First, the “10b5-1 Plan” must be established at a time when the insider is unaware of any “material non-public formation” and be through a third party such as an advisor, broker/dealer, or trustee.

Second, the plan must predetermine the number of shares to be traded, at what stock price, and on what date. You may use formulas, an algorithm or a computer program for determining amounts, prices and dates.

Finally, once the plan is established, the insider cannot exercise any influence, stop or change the plan. While there is no specific plan duration, most plans are effective for one year and can be renewed if the aforementioned SEC rules are observed. Of course, the advisor or broker is also prohibited from possessing any “material, non-public information” when executing the trade.

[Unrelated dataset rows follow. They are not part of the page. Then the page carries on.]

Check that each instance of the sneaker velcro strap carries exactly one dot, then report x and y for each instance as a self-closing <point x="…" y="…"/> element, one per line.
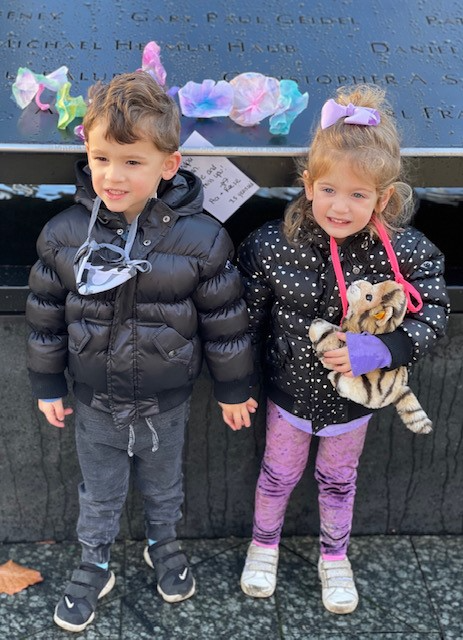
<point x="89" y="578"/>
<point x="82" y="591"/>
<point x="168" y="555"/>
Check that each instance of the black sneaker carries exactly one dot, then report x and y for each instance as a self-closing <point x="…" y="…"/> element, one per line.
<point x="173" y="573"/>
<point x="88" y="584"/>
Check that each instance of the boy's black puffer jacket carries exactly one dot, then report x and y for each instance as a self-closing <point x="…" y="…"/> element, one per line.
<point x="136" y="350"/>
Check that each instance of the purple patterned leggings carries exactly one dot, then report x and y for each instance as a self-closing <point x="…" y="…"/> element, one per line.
<point x="285" y="458"/>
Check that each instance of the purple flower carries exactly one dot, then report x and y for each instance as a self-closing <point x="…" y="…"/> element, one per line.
<point x="206" y="100"/>
<point x="256" y="97"/>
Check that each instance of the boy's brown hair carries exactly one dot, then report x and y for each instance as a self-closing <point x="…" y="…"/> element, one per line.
<point x="134" y="106"/>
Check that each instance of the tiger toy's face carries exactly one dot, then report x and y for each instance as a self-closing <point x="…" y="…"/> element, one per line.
<point x="375" y="308"/>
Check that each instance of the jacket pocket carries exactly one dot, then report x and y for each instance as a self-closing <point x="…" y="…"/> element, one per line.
<point x="79" y="336"/>
<point x="172" y="346"/>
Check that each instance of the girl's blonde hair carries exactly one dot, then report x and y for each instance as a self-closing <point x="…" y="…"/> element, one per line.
<point x="372" y="151"/>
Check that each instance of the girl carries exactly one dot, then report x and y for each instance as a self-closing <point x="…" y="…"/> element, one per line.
<point x="351" y="185"/>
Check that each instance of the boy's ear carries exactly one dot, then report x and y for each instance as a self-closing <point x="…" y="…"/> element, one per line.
<point x="308" y="185"/>
<point x="384" y="199"/>
<point x="171" y="165"/>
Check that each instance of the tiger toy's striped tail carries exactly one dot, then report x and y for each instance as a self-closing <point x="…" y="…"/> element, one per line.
<point x="376" y="309"/>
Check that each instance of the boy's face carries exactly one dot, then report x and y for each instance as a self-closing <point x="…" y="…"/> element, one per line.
<point x="125" y="176"/>
<point x="343" y="202"/>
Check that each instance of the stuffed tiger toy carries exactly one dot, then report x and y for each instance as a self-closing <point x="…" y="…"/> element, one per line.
<point x="375" y="308"/>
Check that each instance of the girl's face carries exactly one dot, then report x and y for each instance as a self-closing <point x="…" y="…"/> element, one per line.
<point x="126" y="176"/>
<point x="343" y="202"/>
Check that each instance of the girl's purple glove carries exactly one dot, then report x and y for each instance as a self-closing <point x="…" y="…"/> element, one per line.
<point x="366" y="353"/>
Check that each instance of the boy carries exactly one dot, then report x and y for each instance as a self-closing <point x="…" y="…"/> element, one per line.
<point x="132" y="284"/>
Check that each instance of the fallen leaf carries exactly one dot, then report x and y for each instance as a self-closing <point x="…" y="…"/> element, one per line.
<point x="15" y="578"/>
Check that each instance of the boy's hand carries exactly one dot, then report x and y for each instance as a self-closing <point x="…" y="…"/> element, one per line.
<point x="338" y="359"/>
<point x="54" y="412"/>
<point x="237" y="415"/>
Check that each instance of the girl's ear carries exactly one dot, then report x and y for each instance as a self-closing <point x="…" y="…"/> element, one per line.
<point x="308" y="185"/>
<point x="171" y="165"/>
<point x="384" y="199"/>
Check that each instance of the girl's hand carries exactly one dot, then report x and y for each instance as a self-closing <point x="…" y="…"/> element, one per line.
<point x="54" y="412"/>
<point x="237" y="415"/>
<point x="338" y="359"/>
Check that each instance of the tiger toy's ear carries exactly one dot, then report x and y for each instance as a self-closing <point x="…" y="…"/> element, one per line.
<point x="374" y="308"/>
<point x="382" y="315"/>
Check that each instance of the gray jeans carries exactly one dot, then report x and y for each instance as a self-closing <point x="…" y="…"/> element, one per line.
<point x="153" y="449"/>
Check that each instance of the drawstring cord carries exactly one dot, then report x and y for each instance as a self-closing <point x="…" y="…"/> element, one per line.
<point x="131" y="441"/>
<point x="154" y="438"/>
<point x="409" y="289"/>
<point x="154" y="435"/>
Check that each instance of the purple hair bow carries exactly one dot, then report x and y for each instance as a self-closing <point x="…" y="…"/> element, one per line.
<point x="332" y="112"/>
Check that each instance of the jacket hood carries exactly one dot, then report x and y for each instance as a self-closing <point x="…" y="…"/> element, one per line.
<point x="183" y="193"/>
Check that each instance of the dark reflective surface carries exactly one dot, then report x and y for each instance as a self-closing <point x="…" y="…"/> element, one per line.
<point x="413" y="48"/>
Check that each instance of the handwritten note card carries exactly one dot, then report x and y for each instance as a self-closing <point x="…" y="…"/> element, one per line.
<point x="226" y="188"/>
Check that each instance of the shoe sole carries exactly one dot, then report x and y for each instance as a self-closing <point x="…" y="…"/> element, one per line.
<point x="256" y="592"/>
<point x="177" y="597"/>
<point x="340" y="609"/>
<point x="165" y="596"/>
<point x="80" y="627"/>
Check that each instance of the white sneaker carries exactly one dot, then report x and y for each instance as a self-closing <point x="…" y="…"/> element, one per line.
<point x="339" y="594"/>
<point x="259" y="577"/>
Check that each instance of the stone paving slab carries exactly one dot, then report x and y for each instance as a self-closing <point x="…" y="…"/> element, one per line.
<point x="410" y="589"/>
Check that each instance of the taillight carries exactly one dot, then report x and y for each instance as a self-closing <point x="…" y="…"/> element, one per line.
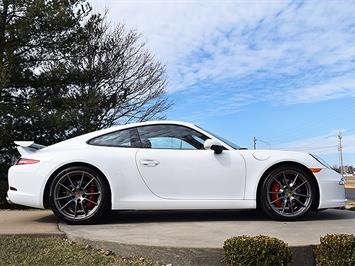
<point x="23" y="161"/>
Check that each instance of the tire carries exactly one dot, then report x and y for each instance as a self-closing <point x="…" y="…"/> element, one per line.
<point x="79" y="195"/>
<point x="288" y="193"/>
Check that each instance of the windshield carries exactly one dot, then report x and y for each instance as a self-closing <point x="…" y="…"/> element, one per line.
<point x="229" y="143"/>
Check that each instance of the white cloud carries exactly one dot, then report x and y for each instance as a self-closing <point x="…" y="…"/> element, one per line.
<point x="305" y="48"/>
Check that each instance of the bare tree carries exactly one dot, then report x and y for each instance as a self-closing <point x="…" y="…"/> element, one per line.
<point x="115" y="79"/>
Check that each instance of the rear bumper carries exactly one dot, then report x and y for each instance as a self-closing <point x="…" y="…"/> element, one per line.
<point x="331" y="189"/>
<point x="29" y="185"/>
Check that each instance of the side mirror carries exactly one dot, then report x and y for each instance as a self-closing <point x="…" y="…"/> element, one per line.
<point x="211" y="144"/>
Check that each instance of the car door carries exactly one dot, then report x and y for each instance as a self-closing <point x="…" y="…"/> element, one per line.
<point x="174" y="165"/>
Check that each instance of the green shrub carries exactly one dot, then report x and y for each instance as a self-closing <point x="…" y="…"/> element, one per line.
<point x="258" y="250"/>
<point x="336" y="250"/>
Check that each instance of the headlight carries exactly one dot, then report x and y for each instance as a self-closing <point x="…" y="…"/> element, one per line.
<point x="321" y="161"/>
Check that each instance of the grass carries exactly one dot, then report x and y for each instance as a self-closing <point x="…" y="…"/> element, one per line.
<point x="26" y="250"/>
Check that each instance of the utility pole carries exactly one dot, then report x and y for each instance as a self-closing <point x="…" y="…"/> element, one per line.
<point x="254" y="141"/>
<point x="340" y="148"/>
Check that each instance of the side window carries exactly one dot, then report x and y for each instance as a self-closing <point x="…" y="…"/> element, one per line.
<point x="122" y="138"/>
<point x="171" y="137"/>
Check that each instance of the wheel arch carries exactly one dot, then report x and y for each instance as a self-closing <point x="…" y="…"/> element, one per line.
<point x="61" y="168"/>
<point x="288" y="163"/>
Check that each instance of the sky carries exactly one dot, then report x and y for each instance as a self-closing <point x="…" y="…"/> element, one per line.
<point x="280" y="71"/>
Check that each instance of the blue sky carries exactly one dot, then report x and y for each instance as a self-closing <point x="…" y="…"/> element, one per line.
<point x="282" y="71"/>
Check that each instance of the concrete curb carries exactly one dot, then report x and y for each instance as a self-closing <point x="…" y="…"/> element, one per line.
<point x="54" y="234"/>
<point x="179" y="256"/>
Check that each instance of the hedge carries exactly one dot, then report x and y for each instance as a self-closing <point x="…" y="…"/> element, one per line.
<point x="258" y="250"/>
<point x="336" y="249"/>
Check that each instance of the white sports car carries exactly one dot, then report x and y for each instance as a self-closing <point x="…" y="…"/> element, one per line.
<point x="168" y="165"/>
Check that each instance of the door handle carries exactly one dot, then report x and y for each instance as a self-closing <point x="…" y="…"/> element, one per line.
<point x="149" y="162"/>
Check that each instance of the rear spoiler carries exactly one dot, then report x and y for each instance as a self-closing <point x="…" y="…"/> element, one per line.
<point x="28" y="147"/>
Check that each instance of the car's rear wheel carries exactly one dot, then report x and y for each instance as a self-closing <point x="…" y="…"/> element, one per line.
<point x="79" y="195"/>
<point x="288" y="193"/>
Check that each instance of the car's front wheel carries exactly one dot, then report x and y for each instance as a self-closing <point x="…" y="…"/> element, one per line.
<point x="288" y="193"/>
<point x="79" y="195"/>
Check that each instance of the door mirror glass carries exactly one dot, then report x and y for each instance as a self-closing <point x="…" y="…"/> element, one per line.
<point x="211" y="144"/>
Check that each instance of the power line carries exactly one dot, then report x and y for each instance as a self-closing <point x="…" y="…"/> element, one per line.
<point x="340" y="138"/>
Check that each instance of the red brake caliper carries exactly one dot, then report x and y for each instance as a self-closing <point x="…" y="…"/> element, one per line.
<point x="275" y="187"/>
<point x="89" y="204"/>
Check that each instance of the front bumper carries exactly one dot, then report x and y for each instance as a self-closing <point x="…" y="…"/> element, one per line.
<point x="331" y="189"/>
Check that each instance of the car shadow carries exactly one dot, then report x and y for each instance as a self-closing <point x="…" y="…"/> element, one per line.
<point x="125" y="217"/>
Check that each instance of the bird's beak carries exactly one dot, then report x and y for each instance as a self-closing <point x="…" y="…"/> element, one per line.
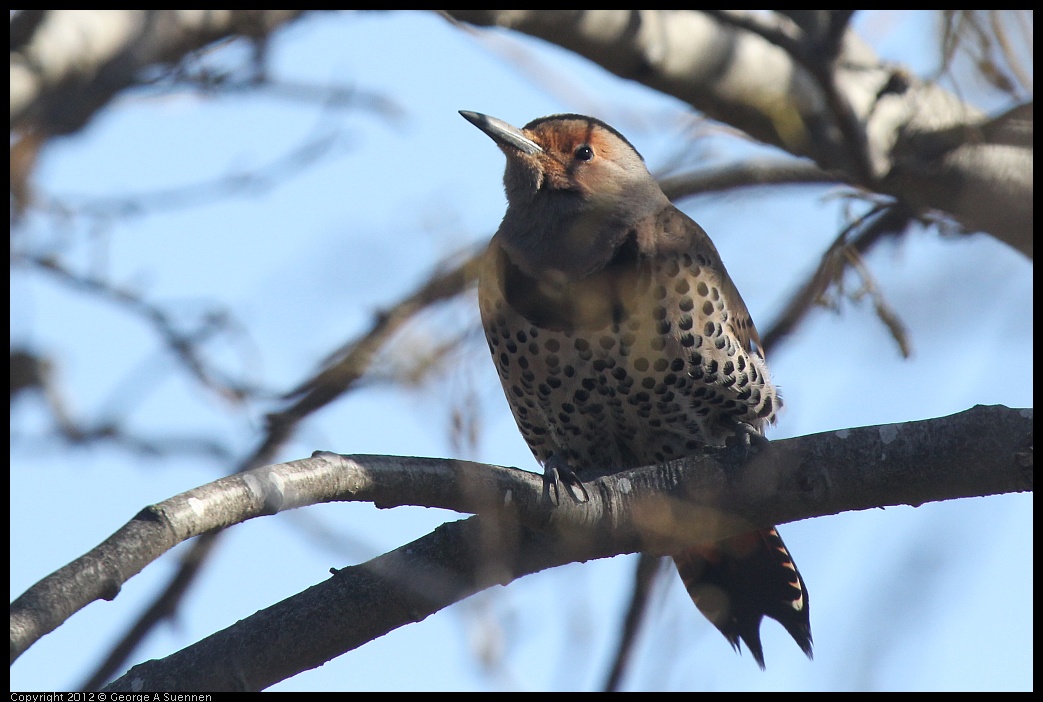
<point x="502" y="132"/>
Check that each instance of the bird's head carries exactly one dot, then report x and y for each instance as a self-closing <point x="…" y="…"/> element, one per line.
<point x="575" y="187"/>
<point x="572" y="154"/>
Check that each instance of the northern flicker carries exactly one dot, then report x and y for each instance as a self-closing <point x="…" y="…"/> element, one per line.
<point x="621" y="341"/>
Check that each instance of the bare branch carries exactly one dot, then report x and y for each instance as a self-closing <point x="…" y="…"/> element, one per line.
<point x="75" y="61"/>
<point x="742" y="78"/>
<point x="984" y="451"/>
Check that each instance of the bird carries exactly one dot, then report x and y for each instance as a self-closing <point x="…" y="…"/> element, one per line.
<point x="621" y="341"/>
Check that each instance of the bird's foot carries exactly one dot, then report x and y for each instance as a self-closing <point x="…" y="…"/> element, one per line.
<point x="751" y="440"/>
<point x="556" y="473"/>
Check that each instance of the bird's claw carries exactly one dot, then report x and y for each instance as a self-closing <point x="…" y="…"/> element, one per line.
<point x="556" y="473"/>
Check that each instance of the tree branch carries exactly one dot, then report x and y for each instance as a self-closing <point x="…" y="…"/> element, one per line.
<point x="657" y="509"/>
<point x="746" y="80"/>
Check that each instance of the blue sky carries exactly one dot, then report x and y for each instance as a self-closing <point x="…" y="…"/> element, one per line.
<point x="934" y="598"/>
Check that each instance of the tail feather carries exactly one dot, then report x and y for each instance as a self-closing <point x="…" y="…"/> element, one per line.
<point x="738" y="581"/>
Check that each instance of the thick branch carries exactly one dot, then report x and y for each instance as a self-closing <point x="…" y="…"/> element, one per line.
<point x="657" y="509"/>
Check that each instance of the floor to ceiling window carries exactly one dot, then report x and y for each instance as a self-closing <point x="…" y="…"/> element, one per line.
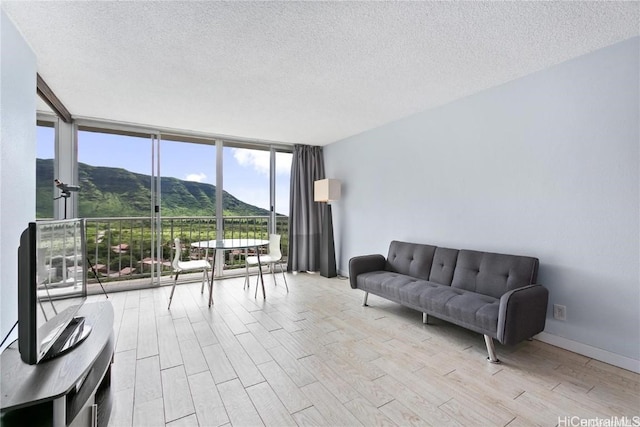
<point x="45" y="155"/>
<point x="139" y="191"/>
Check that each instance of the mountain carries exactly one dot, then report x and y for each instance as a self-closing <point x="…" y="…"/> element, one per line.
<point x="109" y="192"/>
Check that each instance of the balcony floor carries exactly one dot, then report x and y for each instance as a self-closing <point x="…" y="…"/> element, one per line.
<point x="315" y="356"/>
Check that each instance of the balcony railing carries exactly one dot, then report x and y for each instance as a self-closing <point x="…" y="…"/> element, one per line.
<point x="123" y="248"/>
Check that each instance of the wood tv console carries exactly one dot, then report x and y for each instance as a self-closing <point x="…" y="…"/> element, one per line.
<point x="69" y="390"/>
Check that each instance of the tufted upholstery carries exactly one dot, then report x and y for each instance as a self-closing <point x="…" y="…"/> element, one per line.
<point x="444" y="264"/>
<point x="493" y="274"/>
<point x="493" y="294"/>
<point x="411" y="259"/>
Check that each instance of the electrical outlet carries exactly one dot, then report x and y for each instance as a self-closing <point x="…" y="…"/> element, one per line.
<point x="559" y="312"/>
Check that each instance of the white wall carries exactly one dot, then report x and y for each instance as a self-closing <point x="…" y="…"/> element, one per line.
<point x="546" y="165"/>
<point x="17" y="161"/>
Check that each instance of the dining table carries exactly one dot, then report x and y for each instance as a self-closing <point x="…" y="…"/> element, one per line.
<point x="231" y="244"/>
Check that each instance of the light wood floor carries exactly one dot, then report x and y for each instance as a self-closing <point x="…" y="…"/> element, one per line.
<point x="315" y="356"/>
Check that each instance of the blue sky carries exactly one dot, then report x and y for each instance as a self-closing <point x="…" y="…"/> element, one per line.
<point x="245" y="171"/>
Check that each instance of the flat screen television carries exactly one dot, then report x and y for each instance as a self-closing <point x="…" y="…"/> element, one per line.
<point x="51" y="288"/>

A simple example of a “10b5-1 Plan” might read as follows: Sell 10,000 shares on the first day of each quarter at a price no lower than $50 per share. There is a lot of flexibility in the plan design, but all the rules must be strictly followed. If these conditions are met, then the insider’s knowledge of “material, non-public information” is not an issue when the stock is traded, even if the executive later becomes aware of such information.

With a “10b5-1 Plan” in effect, the executive, director or other corporate insider could begin diversifying his or her stock holdings without the constant worry of violating the SEC insider- trading rules.

Additionally, a “10b5-1 Plan” can be designed for someone who might have future liquidity needs like funding for a child’s education. Moreover, corporations who wish to buy back stock of their company over a period of time can also implement a “10b5-1 Plan.”

For instance, a corporation during blackout periods could employ a “limit order” strategy to protect the stock price. This would help the corporation protect the stock price during the buyback period.

The SEC does not require the corporation to establish the “10b5-1 Plan.” Any individual can establish a plan. However, most advisors agree that it would be prudent for individuals to inform and discuss their intentions with the corporation before implementing this strategy, since the corporation may have to modify their existing trading policies to enable the new plan.

As always, before entering into any type of securities trading plan first consult a knowledgeable securities attorney.